We find that incorporating extra features alongside traditional scaling laws features leads to substantial improvements in prediction accuracy across multiple benchmarks. The all-features predictor outperforms the scaling-laws-only predictor in all evaluated cases, with improvements ranging from approximately 3% (MathQA) to about 28% (Lambada) relative error reduction.

SHAP analysis of features
In all tasks, the number of parameters and pretraining tokens heavily influences the predictions made by the regressor. The percentage of code in pretraining often influences predictions negatively for NLI tasks but positively for Humaneval.

A Little Code Goes a Long Way, but Too Much is Harmful to NLI

One of the most important non-scaling features is the percentage of code data in pretraining. Higher code composition results in positive Shapley values (i.e. higher predicted performance) for Humaneval, but it negatively affects Arc Challenge, Hellaswag, Winogrande, and Lambada.
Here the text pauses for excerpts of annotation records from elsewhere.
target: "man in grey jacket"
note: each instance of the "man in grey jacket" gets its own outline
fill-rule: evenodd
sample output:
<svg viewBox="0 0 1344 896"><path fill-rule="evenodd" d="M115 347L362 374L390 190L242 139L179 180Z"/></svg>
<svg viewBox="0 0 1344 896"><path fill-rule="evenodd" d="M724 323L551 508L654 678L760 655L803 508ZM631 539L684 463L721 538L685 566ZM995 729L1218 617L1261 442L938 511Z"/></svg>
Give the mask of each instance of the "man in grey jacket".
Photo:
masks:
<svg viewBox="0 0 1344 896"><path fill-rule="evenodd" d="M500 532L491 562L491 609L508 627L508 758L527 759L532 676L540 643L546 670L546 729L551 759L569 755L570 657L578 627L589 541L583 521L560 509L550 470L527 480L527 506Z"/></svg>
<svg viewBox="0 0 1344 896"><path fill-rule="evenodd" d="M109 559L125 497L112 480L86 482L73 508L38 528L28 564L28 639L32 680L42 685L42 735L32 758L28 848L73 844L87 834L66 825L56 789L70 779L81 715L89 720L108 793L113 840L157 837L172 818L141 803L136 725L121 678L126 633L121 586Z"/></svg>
Models trained with more than roughly 20–25% code are predicted to have large gains on tasks like Humaneval, but start to incur penalties on standard natural language benchmarks. By contrast, a moderate code proportion in the 15–25% range appears to balance these competing demands, yielding a more neutral or slightly positive effect overall.

Code effect on performance
SHAP impact of code percentage on Lambada (representative NL task) and Humaneval on our regressors.

Other Insights on Task Performance

From the fine-grained features from free generations, we also observed that many recent models (particularly those trained on synthetic data such as the Phi and SmolLM) generate a relatively large number of question words, indicating extensive training on data related to question answering.

A higher percentage of reference-like or question-loaded generations resulted in better model accuracy on some tasks such as Arc Challenge and Winogrande. Additionally, models that generate more web-like data tend to do worse on TruthfulQA.

Conclusion

We perform the first systematic analysis of the performance of open language models across diverse tasks and tie their performance to architectural and data-compositional design decisions.

Our database can be further expanded as new models and benchmarks are released, and we will release the code and data to help spur community efforts for more systematic data documentation.

We hope our work will help discover hypotheses to be tested in more controlled settings — existing models intertwine a number of design decisions, and further controlled pre-training experiments that only involve one axis of variation could further clarify the effect of each feature.